The main difference between these two models is that in the ‘end of history’ view countries around the world come to value the same thing—the mutual regard promoted by liberal democracy; while in the ‘clash of civilizations’ cultural differences persist and these might prevent the spread of liberal democracy around the globe. According to Huntington (1993), ‘a civilization is the highest cultural grouping of people and the broadest level of cultural identity’ (p. 24). He identified nine main civilizations that span the globe—Western, Orthodox Christian, Islamic, Buddhist, Hindu, African, Latin American, Sinic, and Japanese. It is these cultural differences that were seen by Huntington as promoting international rivalries.

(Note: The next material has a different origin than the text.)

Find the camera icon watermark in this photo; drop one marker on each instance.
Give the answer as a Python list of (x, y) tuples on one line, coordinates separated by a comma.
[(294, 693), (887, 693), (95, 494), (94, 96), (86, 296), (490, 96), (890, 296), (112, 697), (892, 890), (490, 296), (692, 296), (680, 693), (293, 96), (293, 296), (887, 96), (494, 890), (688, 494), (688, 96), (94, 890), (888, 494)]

Take the case of Chinese hegemony in East Asia which Huntington foresaw in the early-1990s as a likely historical development: countries such as South Korea and Japan would come to accept this so giving up their support for US leadership in the region. In terms of Fig. 1 assume that China is country X and South Korea is country B. As of 2020 they reside in the southwest box of Fig. 1 with X not threatening B’s independence while B (South Korea) wishes to remain independent of X. However, with the rise of China’s political, economic and military powers, X (China) comes to want to incorporate B (South Korea) into its sphere of influence (the sign of E(NER)X turning from negative to positive), and B, seeing the rise of X comes to choose not to resist incorporation into X’s sphere of influence. The latter would be especially so if the USA gave up its already weakening hegemony in East Asia. Thus, for country B, E(NER)B turns from positive to negative implying that it will not resist X’s hegemony and the system in East Asia moves from the southwest to the northeast box.

Huntington (1993) also identified ‘cleft’ countries that were and are home for peoples of different cultures. Many of these are found in sub-Saharan Africa that combine Islamic and non-Islamic cultures. It is, of course, in countries such as these where civil war can and does breakout between the peoples of the different cultures, an analysis of which was offered in Chapter 3.